アジア・中東などの新興国で,水需要が急速な高まりを見せている。経済産業省がこの4月にまとめた「水ビジネス国際展開報告書」によると,世界の水ビジネス市場は,2007年の約36兆円から2025年には約87兆円に増加する。中でも伸びが大きいのが,中国,サウジアラビア,インドなどの新興国でいずれも毎年2桁成長が続くと見られる。政府が掲げる新成長戦略の目玉であるインフラ輸出の推進のためにも,この拡大する新興国水市場をいかに取り込むかが喫緊の課題である。
 そこで,『日本の水ビジネス』で,水ビジネスをめぐる日本と世界の状況を分析した新エネルギー・産業技術総合開発機構(NEDO)技術開発推進部長の中村吉明氏に,日本企業が新興国市場で戦うために何が必要なのかを聞いた。

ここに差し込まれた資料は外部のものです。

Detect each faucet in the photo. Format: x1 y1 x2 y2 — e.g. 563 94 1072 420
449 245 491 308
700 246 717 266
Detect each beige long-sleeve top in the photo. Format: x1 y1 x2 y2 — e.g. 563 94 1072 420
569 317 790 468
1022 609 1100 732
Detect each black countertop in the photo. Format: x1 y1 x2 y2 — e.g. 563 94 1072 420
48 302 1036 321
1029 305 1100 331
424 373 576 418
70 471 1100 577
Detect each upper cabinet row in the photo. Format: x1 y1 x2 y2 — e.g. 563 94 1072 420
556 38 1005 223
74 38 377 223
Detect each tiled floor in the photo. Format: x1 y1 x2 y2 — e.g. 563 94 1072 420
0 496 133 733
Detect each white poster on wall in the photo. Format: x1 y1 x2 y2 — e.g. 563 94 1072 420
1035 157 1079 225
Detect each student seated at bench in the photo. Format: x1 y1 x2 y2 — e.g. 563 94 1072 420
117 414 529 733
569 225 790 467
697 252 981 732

——自動車やエレクトロニクス分野に限らず,水ビジネスの世界でも,新興国にビジネスチャンスがあるということですか。

NEDO技術開発推進部長の中村吉明氏
NEDO技術開発推進部長の中村吉明氏

 背景には,いわゆる新興国と呼ばれている国々で水に対する需要が急速に高まっていることがあります。その要因は三つほどあります。第一に,生活スタイルが徐々に先進国化しています。髪を洗うときにシャンプーを使ったり,水洗トイレを設置したりといった,水多消費型の生活スタイルが少しずつ浸透しています。第二に,中国が「世界の工場」と呼ばれるように,生産拠点の拡充が相次ぐに伴い,工業用水の需要が拡大しています。第三に,新興国では人口が急増している国が多いので,農業生産の増加に伴って農業用水も足らなくなってきています。

 その一方で,これらの新興国では,雨水や地下水など自然からの綺麗な水を得ることが難しくなってきており,使用後の排水も増加しています。需給ギャップが急速に拡大しているのです。そこに,水ビジネス企業が入り込むチャンスが生まれています。実際,先進国における水ビジネス市場ではすでにいわゆる「水メジャー」と呼ばれる欧州企業が市場を牛耳っていて,入り込む隙はありません。新興国の中でも,とくに成長著しい中国,インド,中東諸国の市場をどう攻略するかで,欧州系水メジャーに続く,「日本版水メジャー」が生まれるかどうかが決まるといってよいでしょう。

——新興国市場では,欧州系水メジャーに加えて,シンガポールや韓国の水ビジネス企業が参入してきています。日本企業はそれらの企業とどう対抗していけばよいのでしょうか。

 日本企業は,個別の技術には強いのですが,問題なのはトータル・コーディネートするノウハウや人材が足りないことです。そもそも,新興国では,水事業全体として契約をするので,個別の技術が強くても,トータル・コーディネートできないと,入札すら参加できないという問題があります。いわば,“胴元”にならなくてはダメだということです。

——どうすれば日本企業が“胴元”になれるのかを聞いていきたいと思いますが,その前にそもそも水メジャーが“胴元”になれたのは,どうしてでしょうか。

 海外に出る前に,自国内でノウハウを積んだことが大きいです。例えばフランスでは,すでに19世紀に都市部の水事業をヴェオリア(Veolia Water)社やスエズ(Suez Environment)社といった民間企業に包括的に委託してきました。これによって,水事業運営に関する広範なノウハウを蓄積して,それを武器にグローバルに展開していきました。

 こうした国内から海外へという水メジャーの戦略と近い動きをしているのが,シンガポールのハイフラックス(Hyflux)社です。シンガポールには,水資源を一括管理する公益事業庁(PUB)という公的機関がありますが,2003年に国内初の海水淡水化プラントをハイフラックス社に委託したのです。同社はそこで培った事業実績を活かして,近年中国や中東,アフリカ諸国でビジネスを拡大しています。